Washington Post and Politico document the procedural cycle with fatigue visible in their coverage — each bill passing the House, each dying in the Senate, the shutdown extending without resolution.
House Republicans frame Senate Democrats as blocking pay for 100,000 DHS workers; Senate Democrats frame the House bills as poison pills designed to fund ICE over TSA workers.
The arithmetic of the DHS shutdown has not changed. The House passes bills that fund ICE and border operations. The Senate passes bills that do not. Neither chamber concurs with the other's version. The shutdown continues.
On Thursday, March 26, House Republicans passed their third DHS funding bill in two months — HR-7147, the Further Additional Continuing Appropriations Act, 2026 — to fund the full department through May 22, including ICE, Customs and Border Protection, and TSA. The vote was nearly party-line. Politico's headline read: "House passes third DHS funding bill — but it won't end the shutdown."
Earlier that morning, at 2:19 AM Eastern, the Senate had passed its own version by voice vote — funding DHS through September 30, but excluding ICE and Border Patrol reforms that Republicans demand. That bill, upon arriving in the House, was promptly rejected.

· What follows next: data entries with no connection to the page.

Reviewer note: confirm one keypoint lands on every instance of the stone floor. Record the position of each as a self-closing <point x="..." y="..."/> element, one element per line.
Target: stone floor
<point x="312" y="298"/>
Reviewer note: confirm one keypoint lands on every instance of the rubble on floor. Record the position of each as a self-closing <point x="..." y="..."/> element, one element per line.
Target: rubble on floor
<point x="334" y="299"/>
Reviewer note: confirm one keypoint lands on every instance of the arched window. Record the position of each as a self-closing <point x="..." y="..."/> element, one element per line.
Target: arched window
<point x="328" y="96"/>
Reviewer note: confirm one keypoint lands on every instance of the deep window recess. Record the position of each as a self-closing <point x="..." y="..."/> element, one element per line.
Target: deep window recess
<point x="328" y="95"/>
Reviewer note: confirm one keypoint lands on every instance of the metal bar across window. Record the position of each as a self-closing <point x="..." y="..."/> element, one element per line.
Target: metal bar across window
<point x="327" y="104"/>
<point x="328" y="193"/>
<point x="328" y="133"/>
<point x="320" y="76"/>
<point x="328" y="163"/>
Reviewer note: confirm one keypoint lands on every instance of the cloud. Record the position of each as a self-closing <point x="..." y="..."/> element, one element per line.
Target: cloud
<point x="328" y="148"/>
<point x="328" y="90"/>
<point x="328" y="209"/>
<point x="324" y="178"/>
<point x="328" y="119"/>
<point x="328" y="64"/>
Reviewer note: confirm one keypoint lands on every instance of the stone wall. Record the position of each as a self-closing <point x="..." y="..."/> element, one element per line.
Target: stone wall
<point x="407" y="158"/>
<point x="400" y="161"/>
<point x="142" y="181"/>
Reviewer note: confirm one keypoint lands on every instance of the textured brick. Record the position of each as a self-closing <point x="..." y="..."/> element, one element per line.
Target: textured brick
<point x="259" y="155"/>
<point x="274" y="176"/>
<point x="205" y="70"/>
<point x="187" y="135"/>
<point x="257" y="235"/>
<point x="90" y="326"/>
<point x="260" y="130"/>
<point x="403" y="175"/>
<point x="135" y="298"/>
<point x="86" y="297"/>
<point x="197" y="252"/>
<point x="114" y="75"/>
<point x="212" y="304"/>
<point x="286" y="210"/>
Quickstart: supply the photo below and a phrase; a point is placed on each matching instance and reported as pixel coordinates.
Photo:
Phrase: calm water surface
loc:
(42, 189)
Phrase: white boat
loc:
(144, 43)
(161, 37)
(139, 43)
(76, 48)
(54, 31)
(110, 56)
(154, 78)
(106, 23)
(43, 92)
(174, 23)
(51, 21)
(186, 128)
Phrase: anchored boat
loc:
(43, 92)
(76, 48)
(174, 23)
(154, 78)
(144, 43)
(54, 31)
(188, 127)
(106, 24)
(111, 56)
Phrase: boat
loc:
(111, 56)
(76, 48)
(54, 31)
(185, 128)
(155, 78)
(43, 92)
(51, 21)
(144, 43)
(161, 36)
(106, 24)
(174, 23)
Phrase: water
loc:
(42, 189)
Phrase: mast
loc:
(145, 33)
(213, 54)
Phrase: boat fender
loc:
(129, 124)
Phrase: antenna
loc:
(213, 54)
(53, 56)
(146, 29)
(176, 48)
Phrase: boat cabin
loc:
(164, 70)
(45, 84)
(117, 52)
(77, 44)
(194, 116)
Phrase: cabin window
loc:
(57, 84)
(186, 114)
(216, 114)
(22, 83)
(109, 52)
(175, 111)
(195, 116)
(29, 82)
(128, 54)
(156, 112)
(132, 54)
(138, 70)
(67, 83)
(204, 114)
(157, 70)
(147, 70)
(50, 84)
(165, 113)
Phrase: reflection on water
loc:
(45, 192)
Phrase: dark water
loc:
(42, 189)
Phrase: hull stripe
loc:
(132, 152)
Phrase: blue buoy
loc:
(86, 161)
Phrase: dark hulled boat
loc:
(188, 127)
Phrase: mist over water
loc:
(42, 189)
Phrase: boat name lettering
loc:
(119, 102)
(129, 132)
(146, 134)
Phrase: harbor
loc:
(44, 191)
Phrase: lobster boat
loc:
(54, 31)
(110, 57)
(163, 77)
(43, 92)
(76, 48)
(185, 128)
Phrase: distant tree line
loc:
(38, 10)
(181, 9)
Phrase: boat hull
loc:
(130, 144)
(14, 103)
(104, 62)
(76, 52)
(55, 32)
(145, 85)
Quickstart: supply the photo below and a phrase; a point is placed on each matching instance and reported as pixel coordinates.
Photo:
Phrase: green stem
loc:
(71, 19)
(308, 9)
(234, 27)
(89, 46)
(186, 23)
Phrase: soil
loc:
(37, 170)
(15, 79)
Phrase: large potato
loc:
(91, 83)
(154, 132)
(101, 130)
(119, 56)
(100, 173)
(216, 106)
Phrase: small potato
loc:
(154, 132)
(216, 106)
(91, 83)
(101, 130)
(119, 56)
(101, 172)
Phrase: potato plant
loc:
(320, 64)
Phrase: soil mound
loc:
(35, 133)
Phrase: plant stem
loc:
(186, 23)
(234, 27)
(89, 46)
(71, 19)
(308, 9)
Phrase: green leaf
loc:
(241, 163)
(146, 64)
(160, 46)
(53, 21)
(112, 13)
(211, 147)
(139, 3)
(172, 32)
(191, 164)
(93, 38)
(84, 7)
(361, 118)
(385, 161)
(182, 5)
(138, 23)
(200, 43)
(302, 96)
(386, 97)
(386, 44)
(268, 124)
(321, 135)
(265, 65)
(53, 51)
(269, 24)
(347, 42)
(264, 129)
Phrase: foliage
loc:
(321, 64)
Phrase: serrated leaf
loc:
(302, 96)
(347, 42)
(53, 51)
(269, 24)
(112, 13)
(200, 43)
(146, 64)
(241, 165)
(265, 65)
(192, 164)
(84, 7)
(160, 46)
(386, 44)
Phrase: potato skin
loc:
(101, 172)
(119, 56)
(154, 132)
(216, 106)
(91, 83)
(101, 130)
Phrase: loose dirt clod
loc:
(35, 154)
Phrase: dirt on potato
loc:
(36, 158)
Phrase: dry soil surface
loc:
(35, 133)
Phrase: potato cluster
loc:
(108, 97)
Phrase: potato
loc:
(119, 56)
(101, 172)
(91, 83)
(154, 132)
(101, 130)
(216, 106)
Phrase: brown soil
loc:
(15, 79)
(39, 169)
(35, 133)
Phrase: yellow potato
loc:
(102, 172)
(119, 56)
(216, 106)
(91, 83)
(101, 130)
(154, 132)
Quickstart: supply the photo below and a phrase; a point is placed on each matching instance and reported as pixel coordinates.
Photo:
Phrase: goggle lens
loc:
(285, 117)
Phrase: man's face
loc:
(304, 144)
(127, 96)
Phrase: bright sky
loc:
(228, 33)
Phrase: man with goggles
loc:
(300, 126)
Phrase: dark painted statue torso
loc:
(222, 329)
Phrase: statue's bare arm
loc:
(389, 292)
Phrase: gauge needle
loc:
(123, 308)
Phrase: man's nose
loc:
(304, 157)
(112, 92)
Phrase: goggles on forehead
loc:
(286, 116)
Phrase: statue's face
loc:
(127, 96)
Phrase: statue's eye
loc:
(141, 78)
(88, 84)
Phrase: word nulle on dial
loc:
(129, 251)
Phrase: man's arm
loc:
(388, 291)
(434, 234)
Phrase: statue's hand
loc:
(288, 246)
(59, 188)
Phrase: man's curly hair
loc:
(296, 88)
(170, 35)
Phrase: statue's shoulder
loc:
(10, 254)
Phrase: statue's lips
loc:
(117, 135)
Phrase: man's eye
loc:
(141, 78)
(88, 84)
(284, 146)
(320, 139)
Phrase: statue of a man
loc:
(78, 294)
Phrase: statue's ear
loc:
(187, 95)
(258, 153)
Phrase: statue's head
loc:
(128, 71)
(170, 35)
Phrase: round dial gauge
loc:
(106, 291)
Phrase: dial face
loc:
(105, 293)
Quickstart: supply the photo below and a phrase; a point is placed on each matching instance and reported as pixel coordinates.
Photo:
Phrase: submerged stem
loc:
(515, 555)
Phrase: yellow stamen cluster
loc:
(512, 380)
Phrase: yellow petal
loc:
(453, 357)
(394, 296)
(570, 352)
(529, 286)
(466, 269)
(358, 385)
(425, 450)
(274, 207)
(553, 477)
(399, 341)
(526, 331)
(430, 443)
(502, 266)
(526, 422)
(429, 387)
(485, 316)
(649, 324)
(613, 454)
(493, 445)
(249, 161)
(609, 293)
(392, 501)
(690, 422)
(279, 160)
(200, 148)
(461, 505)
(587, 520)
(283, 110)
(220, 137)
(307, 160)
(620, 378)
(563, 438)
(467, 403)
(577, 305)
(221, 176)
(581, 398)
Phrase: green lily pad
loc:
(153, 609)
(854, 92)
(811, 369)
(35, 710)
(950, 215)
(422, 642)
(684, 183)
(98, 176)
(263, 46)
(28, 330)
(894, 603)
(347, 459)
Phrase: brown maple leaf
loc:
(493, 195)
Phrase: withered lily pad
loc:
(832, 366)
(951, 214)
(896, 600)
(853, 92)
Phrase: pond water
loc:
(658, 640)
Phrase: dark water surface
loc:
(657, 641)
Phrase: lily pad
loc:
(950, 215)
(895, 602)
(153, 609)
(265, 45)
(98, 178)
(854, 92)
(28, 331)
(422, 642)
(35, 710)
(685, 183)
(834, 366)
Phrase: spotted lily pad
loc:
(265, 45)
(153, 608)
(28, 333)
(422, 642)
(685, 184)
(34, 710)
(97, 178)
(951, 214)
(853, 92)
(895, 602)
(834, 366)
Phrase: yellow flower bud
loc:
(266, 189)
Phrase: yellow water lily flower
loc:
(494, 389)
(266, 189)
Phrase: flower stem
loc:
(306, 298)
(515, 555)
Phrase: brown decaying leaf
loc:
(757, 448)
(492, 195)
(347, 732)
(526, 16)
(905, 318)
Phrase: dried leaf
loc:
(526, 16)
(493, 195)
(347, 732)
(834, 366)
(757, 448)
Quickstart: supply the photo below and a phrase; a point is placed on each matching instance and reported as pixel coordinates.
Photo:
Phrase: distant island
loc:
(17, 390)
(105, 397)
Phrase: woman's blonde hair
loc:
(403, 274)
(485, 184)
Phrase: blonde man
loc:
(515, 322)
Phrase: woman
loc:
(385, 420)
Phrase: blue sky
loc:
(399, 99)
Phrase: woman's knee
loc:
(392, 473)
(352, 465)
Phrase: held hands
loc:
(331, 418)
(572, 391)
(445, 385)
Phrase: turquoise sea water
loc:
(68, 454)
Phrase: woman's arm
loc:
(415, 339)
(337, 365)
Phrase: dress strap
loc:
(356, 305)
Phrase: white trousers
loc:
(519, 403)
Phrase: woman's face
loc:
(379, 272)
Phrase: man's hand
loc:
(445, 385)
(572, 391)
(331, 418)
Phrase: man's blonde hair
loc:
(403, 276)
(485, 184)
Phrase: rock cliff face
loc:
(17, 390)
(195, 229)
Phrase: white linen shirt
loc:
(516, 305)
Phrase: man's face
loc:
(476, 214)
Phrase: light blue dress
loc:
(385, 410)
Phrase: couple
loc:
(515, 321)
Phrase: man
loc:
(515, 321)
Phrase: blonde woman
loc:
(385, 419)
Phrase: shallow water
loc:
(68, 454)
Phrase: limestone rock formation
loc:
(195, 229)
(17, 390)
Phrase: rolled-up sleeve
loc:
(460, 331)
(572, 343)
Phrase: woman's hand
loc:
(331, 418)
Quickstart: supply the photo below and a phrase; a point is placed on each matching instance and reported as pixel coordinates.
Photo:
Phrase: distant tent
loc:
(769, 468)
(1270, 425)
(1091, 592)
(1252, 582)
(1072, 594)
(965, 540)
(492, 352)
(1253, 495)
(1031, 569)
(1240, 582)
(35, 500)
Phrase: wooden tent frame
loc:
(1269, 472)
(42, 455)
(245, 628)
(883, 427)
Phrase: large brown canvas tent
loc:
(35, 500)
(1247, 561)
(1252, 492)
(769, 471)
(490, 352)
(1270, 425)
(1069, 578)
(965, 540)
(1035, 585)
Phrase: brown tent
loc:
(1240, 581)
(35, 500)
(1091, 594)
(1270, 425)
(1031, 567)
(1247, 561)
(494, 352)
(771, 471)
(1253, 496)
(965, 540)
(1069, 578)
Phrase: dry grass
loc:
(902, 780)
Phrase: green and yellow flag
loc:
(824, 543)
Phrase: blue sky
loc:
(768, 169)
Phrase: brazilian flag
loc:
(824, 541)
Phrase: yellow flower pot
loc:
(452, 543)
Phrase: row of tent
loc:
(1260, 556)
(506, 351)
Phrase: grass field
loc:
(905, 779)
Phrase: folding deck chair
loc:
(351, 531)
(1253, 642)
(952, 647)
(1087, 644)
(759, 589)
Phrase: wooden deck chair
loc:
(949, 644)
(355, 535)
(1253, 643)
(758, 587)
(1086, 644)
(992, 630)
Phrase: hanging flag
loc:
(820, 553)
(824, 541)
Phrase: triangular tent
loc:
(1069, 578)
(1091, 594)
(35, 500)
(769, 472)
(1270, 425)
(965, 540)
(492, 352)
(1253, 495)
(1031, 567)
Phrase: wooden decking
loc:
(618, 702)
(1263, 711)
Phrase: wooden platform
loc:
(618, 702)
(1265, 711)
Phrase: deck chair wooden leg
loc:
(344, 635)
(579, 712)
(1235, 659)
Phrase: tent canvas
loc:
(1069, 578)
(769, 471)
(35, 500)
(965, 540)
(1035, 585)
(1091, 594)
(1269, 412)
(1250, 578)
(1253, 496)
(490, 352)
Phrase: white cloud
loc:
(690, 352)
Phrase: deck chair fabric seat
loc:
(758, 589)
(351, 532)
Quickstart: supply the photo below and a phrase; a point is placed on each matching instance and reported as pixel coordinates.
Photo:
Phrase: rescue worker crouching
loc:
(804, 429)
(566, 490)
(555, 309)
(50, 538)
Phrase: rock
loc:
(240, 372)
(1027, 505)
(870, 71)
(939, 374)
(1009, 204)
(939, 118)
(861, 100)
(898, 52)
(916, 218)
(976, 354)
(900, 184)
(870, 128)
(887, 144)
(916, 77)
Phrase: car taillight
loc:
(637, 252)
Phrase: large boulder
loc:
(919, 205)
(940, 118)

More than 100,000 DHS employees have been working without paychecks for 43 days, including TSA officers at airports who are legally prohibited from striking. Senate Democrats argue the House bills are designed as leverage for immigration policy outcomes, not genuine funding legislation. House Republicans argue Senate Democrats are blocking worker paychecks to protect illegal immigration.
Both framings are internally consistent. Neither produces a paycheck.
The investigative question is not who is right on the merits but who is calculating that the shutdown serves them politically, and whether that calculation holds as the shutdown extends into a seventh week.